Het was December 1984 dat wij met 4 man van Schiphol naar Dahran vlogen om de “Drado” gedeeltelijk af te lossen  (kapitein en matroos werden 3 weken later afgelost) Ik wil hier even vermelden dat de Drado een kustsleepboot is van nog geen 30 meter lengte en zo’n 9 meter breed  265 ton, 2 Stork- Werkspoor hoofd motoren 8 cil. lijn van elk 1400 pk, 2 Daf gensets en een Volvo havenset.

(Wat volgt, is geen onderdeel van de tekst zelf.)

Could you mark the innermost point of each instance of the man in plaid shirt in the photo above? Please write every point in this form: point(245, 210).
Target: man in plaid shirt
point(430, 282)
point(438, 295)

Na in Dahran te zijn geland en de bekende “inspectie” van onze koffers, begaven wij ons naar het wachtende busje dat ons naar Rastanura zou vervoeren. Dus wij rijen rijen rijen in dat wagentje, en na in Rastanura  op de terminal van Aramco te zijn aangekomen, (en na nogmaals 3 koffer “inspecties” op de terminal) bleek het supply schip wat ons naar de Drado zou brengen er niet was vanwege slecht weer.( de Drado was op een locatie zo’n 100 mijl noord oost van Rastanura ingehuurd voor 8 maanden om de pijpen legger “Orelia” van pijpen te voorzien die de Drado  op een “bak” achter zich had) Daar wij alleen een transit visa bezaten MOESTEN wij van de autoriteiten het land uit, en werden op een andere supplyer die daar lag afgemeerd “gedumpt” voor de nacht. De kapitein van deze supplyer een Filippijn probeerde het ons zo comfortabel mogelijk te maken, (er waren alleen banken en stoelen beschikbaar om te pitten) hij bracht ons een grote pan met brune bonen en wat andere “ingredienten”erin, wat brood en een BLOK parmezaanse kaas waar je een schuurtol bij nodig had om er wat vanaf te krijgen. (het was al 11 uur s’avonds) Afijn alles went, en de volgende morgen rond  10 uur schoot “onze” supplyer langszij, wij aan boord en na brandstof en stores geladen te hebben vertrokken we net na het middag uur naar het  “olieveld” waar de maten op de Drado  telkens aan dek in zuidelijke richting tuurden naar “onze” komst, na zo’n 8 uurtjes tuffen bereikten wij het veld, en de kapitein van de supplyer melde ons dat de aflossing de volgende morgen zou plaatsvinden vanwege een te hoge zeegang, de boys op de Drado de straal erin natuurlijk, maar hee shit happens.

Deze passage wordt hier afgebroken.